The Kelvin temperature scale of the SI system is based on the triple point of water. The scale is a more accurate development of the Celsius temperature scale ("centigrade"), which is defined by the boiling point (100 °C) and freezing point (0 °C) of water.
Neutral pH is defined as the natural pH of pure water.
Natural water consists mainly of the isotopes hydrogen-1 and oxygen-16, but there is also small quantity of heavier hydrogen-2 (deuterium). The amount of deuterium oxides or heavy water is very small, but it still affects the properties of water. Water from rivers and lakes tends to contain less deuterium than seawater. Therefore, a standard water called Vienna Standard Mean Ocean Water is defined as the standard water.
For drinking
The human body is anywhere from 55% to 78% water depending on body size.[12] To function properly, the body requires between one and seven liters of water per day to avoid dehydration; the precise amount depends on the level of activity, temperature, humidity, and other factors. Most of this is ingested through foods or beverages other than drinking straight water. It is not clear how much water intake is needed by healthy people, though most advocates agree that 8–10 glasses of water (approximately 2 liters) daily is the minimum to maintain proper hydration.[13] Medical literature favors a lower consumption, typically 1 liter of water for an average male, excluding extra requirements due to fluid loss from exercise or warm weather.[14] For those who have healthy kidneys, it is rather difficult to drink too much water, but (especially in warm humid weather and while exercising) it is dangerous to drink too little. People can drink far more water than necessary while exercising, however, putting them at risk of water intoxication (hyperhydration), which can be fatal. The "fact" that a person should consume eight glasses of water per day cannot be traced back to a scientific source.[15] There are other myths such as the effect of water on weight loss and constipation that have been dispelled.[16]
Original recommendation for water intake in 1945 by the Food and Nutrition Board of the National Research Council read: "An ordinary standard for diverse persons is 1 milliliter for each calorie of food. Most of this quantity is contained in prepared foods."[17] The latest dietary reference intake report by the United States National Research Council in general recommended (including food sources): 2.7 liters of water total for women and 3.7 liters for men.[18] Specifically, pregnant and breastfeeding women need additional fluids to stay hydrated. According to the Institute of Medicine—who recommend that, on average, women consume 2.2 litres and men 3.0 litres—this is recommended to be 2.4 litres (approx. 9 cups) for pregnant women and 3 litres (approx. 12.5 cups) for breastfeeding women since an especially large amount of fluid is lost during nursing.[19] Also noted is that normally, about 20 percent of water intake comes from food, while the rest comes from drinking water and beverages (caffeinated included). Water is excreted from the body in multiple forms; through urine and feces, through sweating, and by exhalation of water vapor in the breath. With physical exertion and heat exposure, water loss will increase and daily fluid needs may increase as well.
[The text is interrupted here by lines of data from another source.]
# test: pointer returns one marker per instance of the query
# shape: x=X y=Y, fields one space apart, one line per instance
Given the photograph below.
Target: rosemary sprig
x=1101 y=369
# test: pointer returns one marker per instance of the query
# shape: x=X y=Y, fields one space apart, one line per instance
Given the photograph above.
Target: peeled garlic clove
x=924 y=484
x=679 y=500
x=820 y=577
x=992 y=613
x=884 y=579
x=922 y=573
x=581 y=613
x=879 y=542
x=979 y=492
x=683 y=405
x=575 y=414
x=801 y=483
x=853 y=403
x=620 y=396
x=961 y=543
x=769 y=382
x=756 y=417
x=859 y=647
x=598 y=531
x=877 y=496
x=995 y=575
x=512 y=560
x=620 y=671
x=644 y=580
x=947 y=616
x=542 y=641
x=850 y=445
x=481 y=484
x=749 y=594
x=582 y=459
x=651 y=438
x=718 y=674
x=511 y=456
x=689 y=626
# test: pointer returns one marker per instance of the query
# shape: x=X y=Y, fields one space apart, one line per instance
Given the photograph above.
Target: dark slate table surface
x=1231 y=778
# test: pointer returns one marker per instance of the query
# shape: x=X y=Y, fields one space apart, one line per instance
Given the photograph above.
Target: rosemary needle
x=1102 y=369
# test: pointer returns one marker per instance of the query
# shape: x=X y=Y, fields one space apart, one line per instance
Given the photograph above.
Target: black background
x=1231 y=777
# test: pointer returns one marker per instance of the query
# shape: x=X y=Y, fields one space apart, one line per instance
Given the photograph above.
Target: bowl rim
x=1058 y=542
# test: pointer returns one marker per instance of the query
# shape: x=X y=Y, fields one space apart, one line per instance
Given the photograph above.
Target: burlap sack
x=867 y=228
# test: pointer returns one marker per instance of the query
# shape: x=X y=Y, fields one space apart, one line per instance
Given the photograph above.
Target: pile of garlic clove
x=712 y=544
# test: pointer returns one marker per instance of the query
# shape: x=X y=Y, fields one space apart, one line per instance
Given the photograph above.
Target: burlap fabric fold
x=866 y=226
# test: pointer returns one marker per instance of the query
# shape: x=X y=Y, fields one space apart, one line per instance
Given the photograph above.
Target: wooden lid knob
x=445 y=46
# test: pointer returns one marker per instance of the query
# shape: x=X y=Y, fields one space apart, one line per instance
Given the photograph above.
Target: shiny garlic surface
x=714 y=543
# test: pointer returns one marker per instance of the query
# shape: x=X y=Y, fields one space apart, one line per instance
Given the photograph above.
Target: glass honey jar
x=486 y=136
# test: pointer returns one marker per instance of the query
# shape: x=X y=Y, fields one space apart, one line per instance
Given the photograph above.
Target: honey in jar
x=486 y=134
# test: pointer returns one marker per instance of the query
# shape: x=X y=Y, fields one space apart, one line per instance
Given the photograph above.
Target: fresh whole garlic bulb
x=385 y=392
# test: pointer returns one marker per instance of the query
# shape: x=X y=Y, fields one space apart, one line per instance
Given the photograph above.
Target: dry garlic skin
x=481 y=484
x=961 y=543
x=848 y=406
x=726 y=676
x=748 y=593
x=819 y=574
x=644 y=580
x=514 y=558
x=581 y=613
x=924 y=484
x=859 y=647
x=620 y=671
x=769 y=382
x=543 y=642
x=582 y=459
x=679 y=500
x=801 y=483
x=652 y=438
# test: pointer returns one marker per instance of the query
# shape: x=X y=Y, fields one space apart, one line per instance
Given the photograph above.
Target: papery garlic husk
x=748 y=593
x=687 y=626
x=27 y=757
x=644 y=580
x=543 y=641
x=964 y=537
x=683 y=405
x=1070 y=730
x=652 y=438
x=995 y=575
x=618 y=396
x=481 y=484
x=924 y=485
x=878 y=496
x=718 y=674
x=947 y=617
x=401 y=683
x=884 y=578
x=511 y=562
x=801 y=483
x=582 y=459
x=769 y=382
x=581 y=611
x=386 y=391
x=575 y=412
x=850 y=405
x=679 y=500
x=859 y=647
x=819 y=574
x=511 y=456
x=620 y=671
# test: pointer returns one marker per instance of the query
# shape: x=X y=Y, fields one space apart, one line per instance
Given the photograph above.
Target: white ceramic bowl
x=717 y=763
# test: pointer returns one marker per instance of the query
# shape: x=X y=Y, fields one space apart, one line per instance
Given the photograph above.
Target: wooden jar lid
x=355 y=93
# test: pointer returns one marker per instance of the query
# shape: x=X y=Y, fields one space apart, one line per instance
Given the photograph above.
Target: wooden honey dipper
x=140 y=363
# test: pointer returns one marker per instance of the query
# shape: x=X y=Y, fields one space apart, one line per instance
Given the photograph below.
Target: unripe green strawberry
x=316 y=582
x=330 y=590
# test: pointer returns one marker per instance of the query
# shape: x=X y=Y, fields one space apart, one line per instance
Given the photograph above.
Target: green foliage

Humans require water that does not contain too many impurities. Common impurities include metal salts and/or harmful bacteria, such as Vibrio. Some solutes are acceptable and even desirable for taste enhancement and to provide needed electrolytes.
The single largest freshwater resource suitable for drinking is Lake Baikal in Siberia, which has a very low salt and calcium content and is very clean.
As a solvent
Dissolving (or suspending) is used to wash everyday items such as the human body, clothes, floors, cars, food, and pets. Also, human wastes are carried by water in the sewage system. Its use as a cleaning solvent consumes most of water in industrialized countries.
Water can facilitate the chemical processing of wastewater. An aqueous environment can be favourable to the breakdown of pollutants, due to the ability to gain an homogenous solution that is pumpable and flexible to treat. Aerobic treatment can be used by applying oxygen or air to a solution reduce the reactivity of substances within it.
Water also facilitates biological processing of waste that have been dissolved within it. Microorganisms that live within water can access dissolved wastes and can feed upon them breaking them down into less polluting substances. Reedbeds and anaerobic digesters are both examples of biological systems that are particularly suited to the treatment of effluents.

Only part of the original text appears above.